К парадному кителю, шинели пришивались погоны. Каждую вещь подписывали, рисуя хлоркой на подкладке прямоугольник. Фамилия, дата выдачи и еще должна была быть какая-то запись, но сержант забыл, что именно.
Ибрам долго и терпеливо объяснял, как и где подписывать. Солдат с редкой фамилией Филимон написал ее на погонах бушлата. Ибрам при виде испорченных погон вскипел. Самым ласковым выражением в его речи было: «Маймуны х…ы». Затем он как-то резко успокоился и, глядя на Филимона, почти ласково сказал: «Что ж ты глупый такой».
Погоны к шинели и парадке выдали морские черные с буквой «Ф». Может Филимон подумал, что это от его фамилии, а на бушлате просто пришиты погоны защитного цвета без буквы – упущение? «Ф» – казарменные юмористы расшифровывали как «Филин» – «Днем, значит, спит, а ночью ой что творится!». Кто-то сказал, что Филимон, в чем-то прав, когда написал свою фамилию на погонах. Так хотя бы понятно с кем имеешь дело. В общем-то «Ф» – значит просто флот. Отряд входил в состав Черноморского флота.
К петлицам прикрутили эмблемы военно-строительных войск с изображением бульдозера, молний, якоря и еще нескольких мелких деталей. Называется в среде военных строителей просто «трактор». Отбой сержанты стали как-то вяло проводить. С одной стороны обучение закончилось, с другой «духи» здорово натренировались и процедура «взлет-посадки» не могла принести столько радости сержантам от неуклюжих действий «духов».
Как-то глубоко после отбоя Куликова разбудил Морбинчук.
– Володя, Володя, – тряс он Куликова за плечо, – да проснись ты, наконец.
Куликов приподнялся, опираясь на локоть, и, ничего не соображая, смотрел на Морбинчука.
– Давай просыпайся, есть новости.
– Валера? Что случилось? Война?
Морбинчук задал встречный вопрос:
– Ты умеешь на машинке печатать?
– Одним пальцем печатал, – ответил Куликов, все еще плохо соображая, где он.
– Ерунда, научишься, все ж лучше, чем на стройке пахать. Я тебе место нашел, на машинке стучать в Управе. Я там работаю, пропуска выписываю, а по вечерам телефонограммы передаю. Димка Камышин на коммутаторе сидит, тоже непыльно. Вадик Соболь – сантехник, целыми днями в подвале спит. Феля Дорман, этот спец по компьютерам, офицеры в них почти поголовно профаны, на него смотрят как на бога. Еще Толстый с нами работает…

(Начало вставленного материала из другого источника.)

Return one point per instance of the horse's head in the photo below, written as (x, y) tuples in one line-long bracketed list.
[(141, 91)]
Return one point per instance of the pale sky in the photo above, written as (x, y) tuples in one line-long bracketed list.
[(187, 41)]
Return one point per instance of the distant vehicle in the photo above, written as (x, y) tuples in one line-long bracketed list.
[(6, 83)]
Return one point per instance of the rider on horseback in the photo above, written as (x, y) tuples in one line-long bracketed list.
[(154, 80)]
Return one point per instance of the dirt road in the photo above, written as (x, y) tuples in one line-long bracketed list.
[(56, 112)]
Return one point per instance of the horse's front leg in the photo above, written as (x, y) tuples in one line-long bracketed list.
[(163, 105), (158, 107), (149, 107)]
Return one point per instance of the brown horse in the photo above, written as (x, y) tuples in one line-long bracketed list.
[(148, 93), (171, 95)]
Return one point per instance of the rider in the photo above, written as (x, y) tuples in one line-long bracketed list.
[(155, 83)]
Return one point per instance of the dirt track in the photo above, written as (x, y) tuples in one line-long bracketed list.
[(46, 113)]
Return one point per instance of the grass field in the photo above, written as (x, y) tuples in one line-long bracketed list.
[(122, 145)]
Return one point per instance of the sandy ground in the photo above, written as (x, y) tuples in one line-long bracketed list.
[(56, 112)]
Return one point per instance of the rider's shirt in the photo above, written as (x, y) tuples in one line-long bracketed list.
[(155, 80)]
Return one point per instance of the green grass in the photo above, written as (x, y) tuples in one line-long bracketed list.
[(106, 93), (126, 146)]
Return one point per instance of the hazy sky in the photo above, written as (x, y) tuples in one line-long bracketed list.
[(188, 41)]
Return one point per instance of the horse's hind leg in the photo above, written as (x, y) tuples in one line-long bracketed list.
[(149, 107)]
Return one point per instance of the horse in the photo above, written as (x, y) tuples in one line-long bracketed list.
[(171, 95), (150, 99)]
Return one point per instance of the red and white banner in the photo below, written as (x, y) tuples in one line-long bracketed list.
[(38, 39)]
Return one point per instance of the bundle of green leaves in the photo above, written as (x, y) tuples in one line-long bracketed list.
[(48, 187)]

– Валера, – взмолился Куликов, – что от меня требуется, жутко хочу спать.
– Подожди спать, для тебя это шанс не попасть на лопату. Еще не раз спасибо скажешь.
– Я же печатать практически не умею.
– Буквы, знаешь?
– Буквы, знаю.
– Ну, вот. Они там написаны только дави, да дел-то на копейку. Лучше им все равно не найти. К тому же, пока они разберутся, пройдет полгода. За это время зайца можно научить курить, а уж рядового военного строителя с университетским образованием на машинке печатать – тем более. Это все ерунда, главное, там можно не опасаясь хранить свои вещи. Побрился, одеколоном побрызгал – жить хочется. Посылки самому получать, а не с прапором ходить и еще с ним делиться. Мало ли благ, потом поймешь. Единственно – в Управе продать нечего, на стройке материалы – живые деньги. Ты воровать-то не умеешь, на стройке делать нечего.
– Воровать не умею, это точно. Даже своего не сумел сохранить. Позавчера пропала зубная паста и щетка.
– Володя, все это мелочи. В Управе никто ничего не возьмет. Так как, согласен?
Морбинчук достал лист бумаги и авторучку.
– Специально взял с риском, что сопрут за ночь.
– Учитывая, что на все время и случай, а я жутко хочу спать, то я на все согласен. Пиши.
Морбинчук записал фамилию, имя Куликова, где учился, возраст, семейное положение.